El cambio, por lo tanto, se debe abordar con una sólida motivación. Mientras mayor sea el área de implementación, mayor será el esfuerzo. Así como la implementación satisfactoria de un ERP depende de la aceptación y la implicación activa de diversos departamentos, lo mismo se aplica para la implementación de un IMS de Responsabilidad Social Empresarial (RSE). En este caso concreto, uno no le dejaría la implementación de SAP a un recurso solitario. Cada departamento involucrado tendrá su participación particular en los procesos, procedimientos, soporte de datos, informes, etc. Estas diferencias requerirán una evaluación frente a cualquier restricción de presupuesto, alcance y cronograma que pudiera tener el proyecto.

El abanderado del proyecto deberá llevar la iniciativa a otros ejecutivos y ganar su aceptación del proyecto. En su calidad de abanderado, necesitará los argumentos necesarios: argumentos positivos de liderazgo que surgirán de la experiencia personal y los casos de éxito. También pueden incluir comentarios de asesores con una sólida reputación establecida. Otros argumentos pueden surgir de los fracasos de la compañía o de terceros, o de problemas originados por el incumplimiento de directrices, regulaciones o leyes.

Durante el proceso de promoción, aparecerán nuevos requisitos, que podrían afectar las configuraciones actuales. Los cambios deberán evaluarse de modo estratégico. La creación de un Comité de proyectos es crucial para rastrear y priorizar los nuevos requisitos.

El comité directivo

Una vez que exista un compromiso formal para continuar con la implementación, se deberá formar un Comité directivo, compuesto por líderes ejecutivos responsables de los departamentos y unidades comerciales.
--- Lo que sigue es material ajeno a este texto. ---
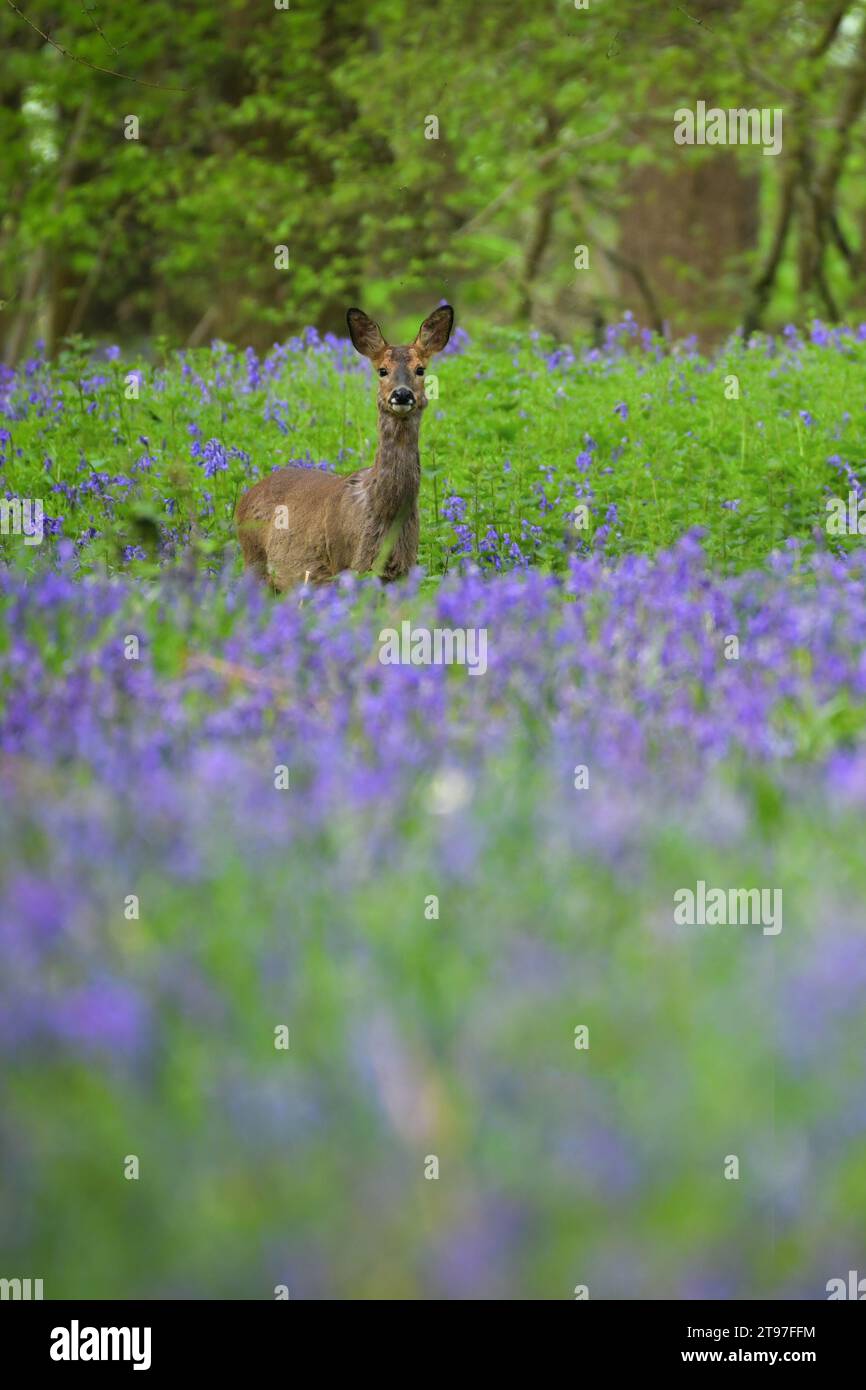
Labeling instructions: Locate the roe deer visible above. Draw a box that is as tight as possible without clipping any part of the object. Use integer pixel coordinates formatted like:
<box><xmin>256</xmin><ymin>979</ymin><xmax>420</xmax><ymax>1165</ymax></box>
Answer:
<box><xmin>236</xmin><ymin>304</ymin><xmax>455</xmax><ymax>592</ymax></box>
En el transcurso del proyecto, el comité directivo ayudará a asignar los problemas a un nivel superior y a tomar las decisiones estratégicas necesarias.

Sin un abanderado de proyecto, se genera la falta de visibilidad que el proyecto necesitará. Esto, básicamente, limita el área de implementación (y el éxito) del proyecto. Lo que es más importante, el sistema, en su implementación limitada, se habrá configurado de acuerdo con los requisitos de uno o pocos usuarios o departamentos involucrados. Es posible que esto no satisfaga, o incluso contradiga, las necesidades de otros departamentos, lo que limitaría el proceso de adopción.
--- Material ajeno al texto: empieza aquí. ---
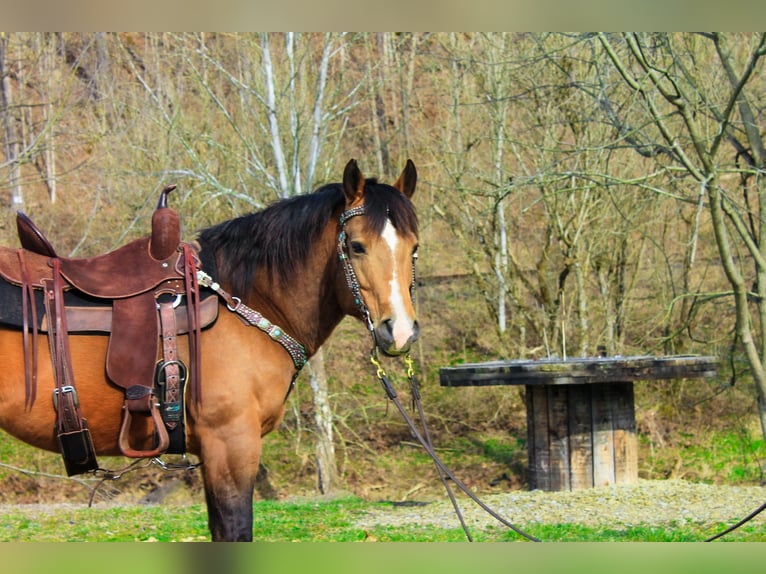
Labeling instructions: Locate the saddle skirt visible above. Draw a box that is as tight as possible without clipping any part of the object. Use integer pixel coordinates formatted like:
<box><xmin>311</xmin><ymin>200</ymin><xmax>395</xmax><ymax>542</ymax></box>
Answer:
<box><xmin>0</xmin><ymin>198</ymin><xmax>218</xmax><ymax>468</ymax></box>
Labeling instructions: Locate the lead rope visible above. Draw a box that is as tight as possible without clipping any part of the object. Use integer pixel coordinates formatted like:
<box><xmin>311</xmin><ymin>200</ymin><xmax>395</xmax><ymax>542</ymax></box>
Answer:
<box><xmin>370</xmin><ymin>348</ymin><xmax>541</xmax><ymax>542</ymax></box>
Sin un comité directivo, un proyecto puede ser muy intrincado, a costa de otros proyectos más visibles. Es posible que los problemas no se aborden ni se solucionen de manera oportuna y que creen otros desafíos.
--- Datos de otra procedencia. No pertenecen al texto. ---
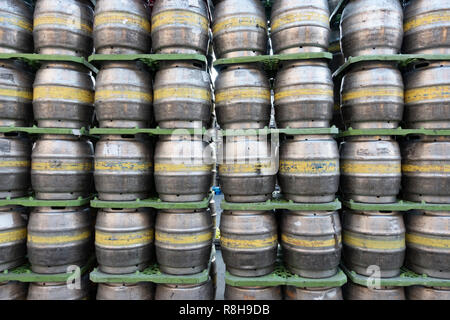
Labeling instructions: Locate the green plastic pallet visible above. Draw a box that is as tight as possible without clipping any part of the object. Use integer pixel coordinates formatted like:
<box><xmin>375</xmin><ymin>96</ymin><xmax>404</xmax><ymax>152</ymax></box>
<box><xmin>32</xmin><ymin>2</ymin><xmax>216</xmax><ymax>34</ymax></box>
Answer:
<box><xmin>220</xmin><ymin>199</ymin><xmax>341</xmax><ymax>211</ymax></box>
<box><xmin>225</xmin><ymin>262</ymin><xmax>347</xmax><ymax>288</ymax></box>
<box><xmin>0</xmin><ymin>196</ymin><xmax>92</xmax><ymax>207</ymax></box>
<box><xmin>342</xmin><ymin>200</ymin><xmax>450</xmax><ymax>211</ymax></box>
<box><xmin>341</xmin><ymin>265</ymin><xmax>450</xmax><ymax>287</ymax></box>
<box><xmin>0</xmin><ymin>257</ymin><xmax>96</xmax><ymax>282</ymax></box>
<box><xmin>91</xmin><ymin>191</ymin><xmax>214</xmax><ymax>210</ymax></box>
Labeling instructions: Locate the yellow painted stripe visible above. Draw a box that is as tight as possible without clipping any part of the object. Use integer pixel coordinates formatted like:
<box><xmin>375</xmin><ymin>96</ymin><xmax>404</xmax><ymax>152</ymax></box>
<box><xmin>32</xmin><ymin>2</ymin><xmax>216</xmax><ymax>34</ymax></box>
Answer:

La promoción interna constituye un factor de éxito clave en la implementación de un sistema de administración de información, como el de BoréalisIMSTM debido a su amplia área de implementación. Al inicio, el abanderado del proyecto se encarga de la promoción, pero el comité directivo la fomenta durante la fase de ejecución del proyecto. En los casos en que esto no corresponda, el equipo del proyecto debe hacer un esfuerzo considerable para incorporar otros departamentos o unidades comerciales. Este puede ser un proceso largo y lento, a menos que exista un desafío conocido que el IMS pueda manejar. Solo a través de varios encuentros con diversos recursos se identificarán estos desafíos y se obtendrán soluciones rápidas.